Our second day in Darwin, we started off on a hop-on, hop-off bus to get an overview of the city. Darwin has a population of 120,000, which is around half the population of the entire Northern Territory. Compared to the population of Manila, which sits at around 13 million, that number is tiny.
The bus stops at the Cullen Bay Marina, Crocosaurus Cove, and the Museum and Art Gallery of the Northern Territory among others, but we hopped off at the Darwin Waterfront, for something a little less cultural, but a lot more fun – the Wave Lagoon at the Darwin Waterfront.
After taking pictures and filming for my Youtuber sister, we ran to the pool with our feet burning from the scorching pebbled ground, picked up an inflatable ring each, and charged towards the water.
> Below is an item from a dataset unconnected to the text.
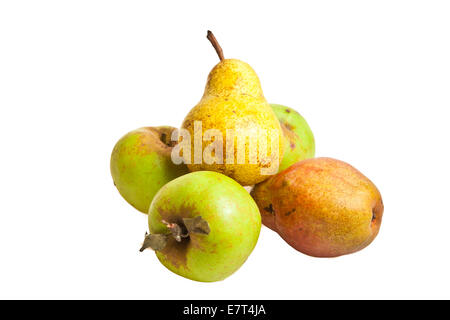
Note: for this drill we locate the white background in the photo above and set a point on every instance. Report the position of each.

The waves came on for 20 minutes straight, before stopping for 10 minutes and repeating the cycle again. Most of the time, my younger brother, sister, and I were off towards the end of the pool right where the waves came out, digging our arms through the water to ride the crest, rising and falling with the tide.
We had some lunch at The Oyster Bar after, right by the waterfront. We ordered fish & chips, salmon bruschetta, Greek salad, and of course, oysters. I had just finished eating my second oyster when I noticed something long and furry at the bottom of the shell. It started to unfurl itself and squirmed around before I realized it was a sea worm.
I showed it to my family, who freaked out. We called the waitress over who said that it was harmless and “a sign that the oyster is very fresh.” (Right.) I wasn’t terribly bothered by the experience – I like oysters and they still taste good – but it did bother my dad for a bit, who said he would have to check twice before eating any oyster again.
After lunch, my family roamed around Darwin; they have a strip mall that barely had any people, a Coles supermarket, and a few restaurants. My sister and I walked on our way and stumbled upon three walls graffiti’d with bright greens, oranges, and pink. We took some photos then went back to the hotel to chill.
That night, we went out to dinner at Manoli’s Greek Taverna. When we got there, it was bustling – a mustached man sat on a stool playing a banjo-guitar, waitresses sped from table to table taking orders, and families laughed while passing small plates of grilled seafood.
The manager told us the restaurant was fully booked, but my dad insisted we would eat quickly. Luckily, the manager agreed to give us a table. We ordered grilled octopus, chicken kebabs, lamb chops, and fried cheese; the smell of the charred meat stirred our appetites, which were already rumbling, and we devoured all dishes before anyone had time to take pictures.
Our second day at Darwin was relatively slow, but it was nice to explore the area a bit and lounge around. We went to sleep early that night, for an early morning start the next day.